Rights

The Process Rights section is used to set rights and security for individual processes, to determine who may administer, start or report on instances of that process.

You normally have to assign security rights for workflows designed in K2 Studio or K2 for Visual Studio the first time the workflow is deployed to a new environment. (K2 Designer for SharePoint and K2 Designer gathers permission settings from the user when the process is designed, but these permissions can be subsequently modified with the Process Rights screen.). Permissions for subsequent deployments of the process do not need to be set, unless you want to modify permissions for each deployment manually. By default, K2 grants the deploying user account Admin rights to the process.
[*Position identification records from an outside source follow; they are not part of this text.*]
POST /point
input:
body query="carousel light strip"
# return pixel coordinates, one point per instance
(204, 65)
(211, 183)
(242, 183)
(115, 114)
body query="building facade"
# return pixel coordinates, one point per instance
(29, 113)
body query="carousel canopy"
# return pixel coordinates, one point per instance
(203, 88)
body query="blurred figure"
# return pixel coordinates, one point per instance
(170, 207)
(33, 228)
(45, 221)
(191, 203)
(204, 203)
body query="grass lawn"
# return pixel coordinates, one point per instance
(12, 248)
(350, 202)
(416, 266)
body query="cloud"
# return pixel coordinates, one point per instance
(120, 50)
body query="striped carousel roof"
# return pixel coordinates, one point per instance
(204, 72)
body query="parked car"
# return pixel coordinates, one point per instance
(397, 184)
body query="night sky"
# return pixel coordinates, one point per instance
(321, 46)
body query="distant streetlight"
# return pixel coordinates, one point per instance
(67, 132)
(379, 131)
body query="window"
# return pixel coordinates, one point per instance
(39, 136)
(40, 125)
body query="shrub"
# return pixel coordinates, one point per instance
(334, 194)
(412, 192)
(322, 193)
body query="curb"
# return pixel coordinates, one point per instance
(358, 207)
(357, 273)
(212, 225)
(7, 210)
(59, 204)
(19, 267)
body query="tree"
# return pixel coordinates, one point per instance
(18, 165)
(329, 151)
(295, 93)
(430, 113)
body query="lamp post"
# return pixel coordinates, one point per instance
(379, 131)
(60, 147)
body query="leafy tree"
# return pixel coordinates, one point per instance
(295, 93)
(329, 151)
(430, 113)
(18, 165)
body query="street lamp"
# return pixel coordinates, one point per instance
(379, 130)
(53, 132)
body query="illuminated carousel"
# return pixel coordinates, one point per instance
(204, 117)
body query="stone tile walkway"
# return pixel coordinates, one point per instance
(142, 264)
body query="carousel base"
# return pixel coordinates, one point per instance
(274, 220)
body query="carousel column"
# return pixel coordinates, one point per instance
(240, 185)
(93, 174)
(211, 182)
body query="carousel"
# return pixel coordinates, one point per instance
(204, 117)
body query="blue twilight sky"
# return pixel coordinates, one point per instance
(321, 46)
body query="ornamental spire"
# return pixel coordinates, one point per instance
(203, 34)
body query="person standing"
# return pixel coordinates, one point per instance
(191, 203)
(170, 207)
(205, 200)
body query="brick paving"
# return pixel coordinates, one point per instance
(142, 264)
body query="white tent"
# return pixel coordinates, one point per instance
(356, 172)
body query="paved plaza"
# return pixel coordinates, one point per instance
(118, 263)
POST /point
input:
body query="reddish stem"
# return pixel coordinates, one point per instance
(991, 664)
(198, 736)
Users do not require any particular permission to complete worklist items assigned to them. The fact that the task is assigned to the user implies that the user has permission to complete the task. Therefore, it is not necessary to give any permission to a user who may receive a task somewhere in the workflow and who does not need to start the workflow or report on the workflow.

K2 Security generally follows a permissive-optimistic approach. This means that the higher level of permission takes precedence, so if a user had both “Admin” and “Start” permission on a process through different groups, the Admin permission takes precedence and the user will be able to administer the workflow as well as start the workflow. Also, workflow permissions are not version-specific: any rights defined for a workflow will apply to all versions of that workflow.